È W. Friedkin a aprire e chiudere il decennio degli anni '70 con due film che ben sintetizzano i sentimenti contrastanti che scuotono l'opinione pubblica: “Festa per il compleanno del caro amico Harold” (1970) ritrae un gruppo di amici omosessuali senza fare ricorso ai soliti stereotipi, mentre l'uscita dell'ambiguo “Cruising” (1980) solleva ondate di polemiche da parte delle associazioni gay-lesbiche. In mezzo al decennio il film inglese “The Rocky Horror Picture Show” (1975) di J. Sharman, ignorato alla sua uscita e poi diventato il musical rock più famoso della storia del cinema, riflette il diverso atteggiamento della cinematografia europea. In Germania un autore come R. W. Fassbinder, in Spagna l'opera di P. Almodóvar, in Italia con L. Visconti e P. P. Pasolini; a partire dagli anni '60 gli apporti di registi omosessuali al cinema d'autore - nonostante i molti problemi con la censura - sono imprescindibili.

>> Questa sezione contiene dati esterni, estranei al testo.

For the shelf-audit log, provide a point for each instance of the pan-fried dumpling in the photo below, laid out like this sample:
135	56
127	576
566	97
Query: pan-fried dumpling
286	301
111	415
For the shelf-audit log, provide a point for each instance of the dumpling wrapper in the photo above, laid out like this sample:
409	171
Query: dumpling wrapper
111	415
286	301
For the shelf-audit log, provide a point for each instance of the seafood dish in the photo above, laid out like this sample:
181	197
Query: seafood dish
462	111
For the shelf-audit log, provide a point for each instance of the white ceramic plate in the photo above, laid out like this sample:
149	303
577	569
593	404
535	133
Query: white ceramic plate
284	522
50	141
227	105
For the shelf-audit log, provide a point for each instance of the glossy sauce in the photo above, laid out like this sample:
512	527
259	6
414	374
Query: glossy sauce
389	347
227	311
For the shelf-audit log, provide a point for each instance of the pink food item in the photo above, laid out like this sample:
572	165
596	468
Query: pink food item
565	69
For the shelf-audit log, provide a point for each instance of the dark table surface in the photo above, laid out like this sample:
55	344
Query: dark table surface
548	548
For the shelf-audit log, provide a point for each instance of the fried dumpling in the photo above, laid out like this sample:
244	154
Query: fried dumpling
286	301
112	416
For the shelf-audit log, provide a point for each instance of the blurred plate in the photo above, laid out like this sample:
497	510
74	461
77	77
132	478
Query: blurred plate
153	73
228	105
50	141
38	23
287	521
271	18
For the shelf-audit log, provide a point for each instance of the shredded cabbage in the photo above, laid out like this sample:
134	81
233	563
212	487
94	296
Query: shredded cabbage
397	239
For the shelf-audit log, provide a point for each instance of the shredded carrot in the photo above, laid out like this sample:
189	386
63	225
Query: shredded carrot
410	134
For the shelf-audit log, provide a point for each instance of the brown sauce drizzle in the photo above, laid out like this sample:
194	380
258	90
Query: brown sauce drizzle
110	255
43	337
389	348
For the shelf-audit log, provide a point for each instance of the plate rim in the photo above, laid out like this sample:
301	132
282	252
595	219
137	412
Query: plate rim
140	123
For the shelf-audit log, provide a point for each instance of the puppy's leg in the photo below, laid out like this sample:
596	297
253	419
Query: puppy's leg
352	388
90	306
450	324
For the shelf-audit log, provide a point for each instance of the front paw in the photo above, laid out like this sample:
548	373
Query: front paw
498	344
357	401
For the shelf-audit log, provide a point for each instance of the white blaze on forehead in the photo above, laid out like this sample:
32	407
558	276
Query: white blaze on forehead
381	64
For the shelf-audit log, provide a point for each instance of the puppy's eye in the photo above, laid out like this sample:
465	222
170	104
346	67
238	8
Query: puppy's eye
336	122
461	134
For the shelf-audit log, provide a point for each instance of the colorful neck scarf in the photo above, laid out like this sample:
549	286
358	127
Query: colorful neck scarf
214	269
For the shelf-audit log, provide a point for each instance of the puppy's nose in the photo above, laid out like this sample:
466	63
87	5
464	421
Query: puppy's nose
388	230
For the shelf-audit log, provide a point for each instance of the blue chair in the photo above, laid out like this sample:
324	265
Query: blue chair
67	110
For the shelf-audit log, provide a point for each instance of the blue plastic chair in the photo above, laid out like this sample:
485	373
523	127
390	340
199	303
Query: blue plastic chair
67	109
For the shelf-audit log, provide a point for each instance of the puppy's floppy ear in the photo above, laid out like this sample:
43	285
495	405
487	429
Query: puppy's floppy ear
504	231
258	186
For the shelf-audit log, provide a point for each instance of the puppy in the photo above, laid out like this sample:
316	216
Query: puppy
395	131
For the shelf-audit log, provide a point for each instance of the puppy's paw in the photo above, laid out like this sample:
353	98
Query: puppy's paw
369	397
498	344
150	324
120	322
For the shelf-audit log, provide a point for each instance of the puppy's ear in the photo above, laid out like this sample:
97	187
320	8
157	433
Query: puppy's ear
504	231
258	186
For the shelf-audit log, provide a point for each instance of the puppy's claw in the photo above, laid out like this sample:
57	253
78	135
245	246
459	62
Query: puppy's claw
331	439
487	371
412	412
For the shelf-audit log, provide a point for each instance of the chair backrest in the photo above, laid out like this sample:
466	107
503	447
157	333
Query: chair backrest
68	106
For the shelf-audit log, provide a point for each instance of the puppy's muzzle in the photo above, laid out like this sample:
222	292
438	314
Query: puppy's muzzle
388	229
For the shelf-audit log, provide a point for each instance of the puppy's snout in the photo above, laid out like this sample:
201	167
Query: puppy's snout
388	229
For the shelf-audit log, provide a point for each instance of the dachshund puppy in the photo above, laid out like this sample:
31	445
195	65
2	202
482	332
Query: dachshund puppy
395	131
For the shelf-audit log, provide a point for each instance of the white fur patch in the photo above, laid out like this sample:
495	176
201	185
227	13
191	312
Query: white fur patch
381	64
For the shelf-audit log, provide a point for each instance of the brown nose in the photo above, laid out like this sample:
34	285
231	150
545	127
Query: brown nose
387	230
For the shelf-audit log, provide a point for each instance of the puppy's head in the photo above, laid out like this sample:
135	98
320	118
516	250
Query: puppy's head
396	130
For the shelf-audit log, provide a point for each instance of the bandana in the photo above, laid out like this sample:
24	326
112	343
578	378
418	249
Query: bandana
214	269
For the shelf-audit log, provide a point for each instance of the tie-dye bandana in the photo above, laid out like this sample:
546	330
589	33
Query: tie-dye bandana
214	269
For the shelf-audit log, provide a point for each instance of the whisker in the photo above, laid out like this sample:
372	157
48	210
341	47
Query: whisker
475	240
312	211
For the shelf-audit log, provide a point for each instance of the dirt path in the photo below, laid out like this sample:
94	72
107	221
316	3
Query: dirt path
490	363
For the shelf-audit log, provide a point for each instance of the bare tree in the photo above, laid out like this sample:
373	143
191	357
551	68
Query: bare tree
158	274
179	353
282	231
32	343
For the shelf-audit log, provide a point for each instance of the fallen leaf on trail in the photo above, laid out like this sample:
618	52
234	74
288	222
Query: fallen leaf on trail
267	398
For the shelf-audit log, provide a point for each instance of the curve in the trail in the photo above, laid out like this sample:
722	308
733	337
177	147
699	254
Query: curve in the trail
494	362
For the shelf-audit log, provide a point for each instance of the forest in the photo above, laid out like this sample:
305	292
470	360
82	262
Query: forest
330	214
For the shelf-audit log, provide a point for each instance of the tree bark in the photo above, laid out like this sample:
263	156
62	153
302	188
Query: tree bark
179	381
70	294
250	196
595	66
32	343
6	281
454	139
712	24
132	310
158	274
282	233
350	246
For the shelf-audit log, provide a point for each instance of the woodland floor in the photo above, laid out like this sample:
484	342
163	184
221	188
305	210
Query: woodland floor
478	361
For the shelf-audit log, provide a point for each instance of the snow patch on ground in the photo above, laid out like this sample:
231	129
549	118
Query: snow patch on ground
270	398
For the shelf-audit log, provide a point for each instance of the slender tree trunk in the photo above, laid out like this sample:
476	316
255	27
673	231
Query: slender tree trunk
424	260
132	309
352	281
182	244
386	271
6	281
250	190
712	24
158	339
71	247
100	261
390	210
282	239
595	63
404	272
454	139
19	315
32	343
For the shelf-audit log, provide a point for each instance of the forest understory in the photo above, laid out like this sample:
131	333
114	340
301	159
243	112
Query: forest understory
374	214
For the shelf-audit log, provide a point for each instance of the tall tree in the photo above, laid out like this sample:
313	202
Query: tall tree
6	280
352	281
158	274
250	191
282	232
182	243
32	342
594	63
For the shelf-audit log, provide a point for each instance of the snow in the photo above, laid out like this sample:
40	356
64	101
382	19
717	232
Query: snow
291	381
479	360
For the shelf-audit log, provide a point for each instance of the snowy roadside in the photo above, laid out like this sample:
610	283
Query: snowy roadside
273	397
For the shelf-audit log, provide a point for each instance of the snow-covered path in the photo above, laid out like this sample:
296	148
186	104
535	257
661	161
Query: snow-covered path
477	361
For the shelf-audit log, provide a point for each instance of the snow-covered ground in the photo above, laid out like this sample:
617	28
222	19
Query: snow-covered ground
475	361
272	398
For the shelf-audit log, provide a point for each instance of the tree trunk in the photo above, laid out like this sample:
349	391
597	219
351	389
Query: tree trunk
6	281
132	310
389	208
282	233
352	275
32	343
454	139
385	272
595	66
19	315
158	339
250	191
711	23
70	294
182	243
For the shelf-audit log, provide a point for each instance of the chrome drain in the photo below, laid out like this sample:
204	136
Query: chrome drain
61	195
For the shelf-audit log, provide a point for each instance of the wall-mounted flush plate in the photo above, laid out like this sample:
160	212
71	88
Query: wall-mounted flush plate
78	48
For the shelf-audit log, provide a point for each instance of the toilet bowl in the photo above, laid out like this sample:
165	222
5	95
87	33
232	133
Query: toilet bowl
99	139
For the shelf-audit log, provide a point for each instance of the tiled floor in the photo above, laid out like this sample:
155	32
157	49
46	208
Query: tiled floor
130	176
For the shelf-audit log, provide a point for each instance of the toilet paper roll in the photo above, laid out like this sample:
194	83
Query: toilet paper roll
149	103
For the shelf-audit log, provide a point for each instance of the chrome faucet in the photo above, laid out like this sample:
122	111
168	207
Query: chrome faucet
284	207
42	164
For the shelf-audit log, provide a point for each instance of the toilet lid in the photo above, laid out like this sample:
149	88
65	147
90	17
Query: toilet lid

Se per tutti gli '80, fino agli inizi degli anni '90 l'atteggiamento di Hollywood resta fermo a una visione tragica e dannata della coppia omosessuale - film come “Miriam si sveglia a mezzanotte” (1983) di Tony Scott, “Thelma & Louise” (1991) di Ridley Scott, “Philadelphia” (1993) di J. Demme - la commedia “In & Out” (1997) di F. Oz è forse il primo esempio di un cinema mainstream che veicola una concezione rassicurante e a suo modo gioiosa di una persona che scopre e accetta la propria diversità.
Negli ultimi anni, tra i moltissimi film usciti di argomento dichiaratamente omosessuale sono da ricordare “Belli e dannati” (1991 ) e “Cowgirl - Il nuovo sesso” (1993) di Gus Van Sant, “6 gradi di separazione” (1993) di F. Schepisi, “Go Fish - Segui il pesce” (1994) di Rose Troche, l'australiano “Priscilla, la regina del deserto” (1994) di S. Elliott, “Happy Together” (1997) dell'hongkongese Wong Kar-wai, il taiwanese “Il banchetto di nozze” (1993) di A. Lee, lo spagnolo “Krampack” (2000) di C. Gay.
Nel 1997 l'uscita dell'insolita commedia “La mia vita in rosa” (1997) di A. Berliner, prende in considerazione la sessualità dei bambini e inaugura un punto di vista infantile sulla diversità.